Quantifying Intermembrane Distances with Serial Image Dilations
07:45

Quantifying Intermembrane Distances with Serial Image Dilations

Published on: September 28, 2018

Iterative image restoration using approximate inverse preconditioning.

J G Nagy1, R J Plemmons, T C Torgersen

  • 1Dept. of Math., Southern Methodist Univ., Dallas, TX.

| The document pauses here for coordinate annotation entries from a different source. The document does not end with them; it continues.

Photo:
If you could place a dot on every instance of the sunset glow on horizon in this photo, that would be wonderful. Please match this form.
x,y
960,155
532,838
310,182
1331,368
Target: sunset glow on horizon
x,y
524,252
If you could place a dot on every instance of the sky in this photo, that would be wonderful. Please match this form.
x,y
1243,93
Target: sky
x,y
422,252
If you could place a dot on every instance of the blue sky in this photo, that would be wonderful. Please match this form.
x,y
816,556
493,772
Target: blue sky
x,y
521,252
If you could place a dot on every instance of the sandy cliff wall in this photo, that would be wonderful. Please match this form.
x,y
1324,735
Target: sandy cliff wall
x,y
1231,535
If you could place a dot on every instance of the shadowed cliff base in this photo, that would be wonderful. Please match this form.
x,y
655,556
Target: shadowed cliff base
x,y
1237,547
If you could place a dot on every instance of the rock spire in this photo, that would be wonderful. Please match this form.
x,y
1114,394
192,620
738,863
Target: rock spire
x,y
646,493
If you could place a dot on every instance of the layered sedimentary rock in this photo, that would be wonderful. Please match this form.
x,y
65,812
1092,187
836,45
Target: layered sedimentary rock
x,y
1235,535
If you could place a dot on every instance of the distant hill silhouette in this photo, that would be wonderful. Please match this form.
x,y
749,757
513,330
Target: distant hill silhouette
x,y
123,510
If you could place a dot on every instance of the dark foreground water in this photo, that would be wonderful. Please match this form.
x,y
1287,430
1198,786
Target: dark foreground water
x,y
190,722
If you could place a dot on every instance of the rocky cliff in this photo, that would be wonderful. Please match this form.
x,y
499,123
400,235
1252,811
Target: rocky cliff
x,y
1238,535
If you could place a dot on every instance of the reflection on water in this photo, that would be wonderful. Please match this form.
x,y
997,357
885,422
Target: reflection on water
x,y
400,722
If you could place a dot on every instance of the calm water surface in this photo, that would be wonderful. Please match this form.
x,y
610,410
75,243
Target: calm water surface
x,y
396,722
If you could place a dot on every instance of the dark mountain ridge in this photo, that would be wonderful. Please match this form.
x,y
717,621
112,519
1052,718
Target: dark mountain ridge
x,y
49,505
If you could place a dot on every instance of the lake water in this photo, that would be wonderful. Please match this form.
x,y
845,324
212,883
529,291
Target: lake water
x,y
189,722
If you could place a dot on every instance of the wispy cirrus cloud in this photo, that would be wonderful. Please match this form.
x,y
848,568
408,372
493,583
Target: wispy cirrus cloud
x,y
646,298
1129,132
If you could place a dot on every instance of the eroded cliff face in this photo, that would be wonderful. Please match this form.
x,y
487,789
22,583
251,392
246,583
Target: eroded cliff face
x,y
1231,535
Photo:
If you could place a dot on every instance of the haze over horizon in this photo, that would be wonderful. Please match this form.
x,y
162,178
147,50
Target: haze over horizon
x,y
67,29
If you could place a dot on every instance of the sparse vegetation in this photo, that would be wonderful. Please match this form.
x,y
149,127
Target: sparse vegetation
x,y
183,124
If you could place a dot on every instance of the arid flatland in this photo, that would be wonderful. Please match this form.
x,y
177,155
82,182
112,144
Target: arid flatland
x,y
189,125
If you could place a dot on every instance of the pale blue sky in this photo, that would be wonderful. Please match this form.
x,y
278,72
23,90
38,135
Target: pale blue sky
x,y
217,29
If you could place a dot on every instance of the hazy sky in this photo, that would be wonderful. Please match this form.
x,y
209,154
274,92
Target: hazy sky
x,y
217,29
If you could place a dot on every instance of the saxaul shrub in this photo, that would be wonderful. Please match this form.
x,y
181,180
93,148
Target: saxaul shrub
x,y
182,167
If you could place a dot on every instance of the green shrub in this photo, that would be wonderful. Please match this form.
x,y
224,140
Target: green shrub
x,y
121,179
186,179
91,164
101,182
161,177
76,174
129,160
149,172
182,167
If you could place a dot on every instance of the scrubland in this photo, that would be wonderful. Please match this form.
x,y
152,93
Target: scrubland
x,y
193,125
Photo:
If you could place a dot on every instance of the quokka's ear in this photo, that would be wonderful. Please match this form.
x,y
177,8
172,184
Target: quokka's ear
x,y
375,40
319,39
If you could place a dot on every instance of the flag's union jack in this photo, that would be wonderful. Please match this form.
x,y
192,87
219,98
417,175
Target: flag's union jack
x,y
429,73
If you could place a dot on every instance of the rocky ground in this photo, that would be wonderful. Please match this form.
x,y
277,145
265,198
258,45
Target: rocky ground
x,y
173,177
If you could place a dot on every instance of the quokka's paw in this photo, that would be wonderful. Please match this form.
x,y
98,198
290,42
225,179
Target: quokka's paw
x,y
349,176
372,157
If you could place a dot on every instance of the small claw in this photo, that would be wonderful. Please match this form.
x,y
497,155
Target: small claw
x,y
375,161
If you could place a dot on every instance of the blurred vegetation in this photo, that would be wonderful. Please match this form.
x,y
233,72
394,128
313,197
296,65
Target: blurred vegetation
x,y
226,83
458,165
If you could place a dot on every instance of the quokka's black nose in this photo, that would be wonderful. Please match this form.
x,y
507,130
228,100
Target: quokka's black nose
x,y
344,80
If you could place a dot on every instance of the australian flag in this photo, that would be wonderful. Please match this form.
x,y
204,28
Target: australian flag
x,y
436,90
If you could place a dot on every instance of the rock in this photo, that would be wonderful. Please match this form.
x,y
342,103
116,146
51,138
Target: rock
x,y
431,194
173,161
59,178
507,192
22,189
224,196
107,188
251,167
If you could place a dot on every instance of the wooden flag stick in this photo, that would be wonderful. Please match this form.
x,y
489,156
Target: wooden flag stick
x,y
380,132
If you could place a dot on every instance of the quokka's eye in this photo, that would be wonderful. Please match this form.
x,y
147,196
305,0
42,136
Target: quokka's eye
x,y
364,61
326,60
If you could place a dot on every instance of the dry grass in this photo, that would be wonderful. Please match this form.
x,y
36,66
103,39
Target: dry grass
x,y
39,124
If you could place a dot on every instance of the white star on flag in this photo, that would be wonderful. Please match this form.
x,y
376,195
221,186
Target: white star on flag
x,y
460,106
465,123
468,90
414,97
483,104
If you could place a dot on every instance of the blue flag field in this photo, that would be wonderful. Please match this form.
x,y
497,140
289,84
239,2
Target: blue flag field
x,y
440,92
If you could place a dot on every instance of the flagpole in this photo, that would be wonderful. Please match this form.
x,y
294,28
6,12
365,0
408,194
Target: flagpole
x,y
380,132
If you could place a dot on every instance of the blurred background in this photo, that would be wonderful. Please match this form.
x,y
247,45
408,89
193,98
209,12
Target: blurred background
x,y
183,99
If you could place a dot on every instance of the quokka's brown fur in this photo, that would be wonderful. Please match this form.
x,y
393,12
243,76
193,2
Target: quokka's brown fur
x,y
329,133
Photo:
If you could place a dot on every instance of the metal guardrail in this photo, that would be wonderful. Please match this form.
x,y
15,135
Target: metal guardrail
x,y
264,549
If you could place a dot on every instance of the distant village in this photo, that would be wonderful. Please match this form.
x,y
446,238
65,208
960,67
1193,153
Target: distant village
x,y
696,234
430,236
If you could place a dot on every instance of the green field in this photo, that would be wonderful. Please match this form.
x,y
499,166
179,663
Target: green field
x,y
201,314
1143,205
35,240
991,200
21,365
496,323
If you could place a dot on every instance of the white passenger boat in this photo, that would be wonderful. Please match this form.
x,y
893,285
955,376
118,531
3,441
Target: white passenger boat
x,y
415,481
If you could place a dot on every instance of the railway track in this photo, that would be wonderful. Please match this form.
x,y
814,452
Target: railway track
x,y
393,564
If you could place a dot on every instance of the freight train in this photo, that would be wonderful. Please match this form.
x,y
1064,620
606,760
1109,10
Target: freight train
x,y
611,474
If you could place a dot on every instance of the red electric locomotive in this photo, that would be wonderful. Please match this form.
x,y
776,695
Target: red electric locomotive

IEEE Transactions on Image Processing : a Publication of the IEEE Signal Processing Society
|January 1, 1996
PubMed
Summary
This summary is machine-generated.

This study introduces a faster deconvolution method for blurred images using a preconditioned conjugate gradient algorithm. The new approach improves convergence rates for atmospheric image deblurring, especially in astronomical imaging.

Related Experiment Videos

Last Updated: Jul 7, 2026

Quantifying Intermembrane Distances with Serial Image Dilations
07:45

Quantifying Intermembrane Distances with Serial Image Dilations

Published on: September 28, 2018

Area of Science:

  • Image processing
  • Computational imaging
  • Astronomy

Background:

  • Image deblurring is crucial for image restoration.
  • Traditional methods like Wiener filtering and iterative least-squares have limitations.
  • Noise and ill-posed nature of deconvolution degrade filter performance.
  • Iterative methods can exhibit slow convergence at high frequencies.

Purpose of the Study:

  • To address limitations in existing image deblurring techniques.
  • To improve the convergence rate of iterative deconvolution algorithms.
  • To effectively deblur atmospherically blurred astronomical images.

Main Methods:

  • Utilized the preconditioned conjugate gradient algorithm.
  • Introduced a novel approximate inverse preconditioner.
  • Applied the method to solve deconvolution problems for atmospherically blurred images.

Main Results:

  • Demonstrated theoretical results indicating fast convergence.
  • Achieved improved convergence rates compared to standard methods.
  • Successfully applied the algorithm to ground-based astronomical imaging problems.

Conclusions:

  • The proposed preconditioned conjugate gradient algorithm with a new preconditioner offers an efficient solution for image deconvolution.
  • This method shows promise for enhancing the quality of astronomical images affected by atmospheric blur.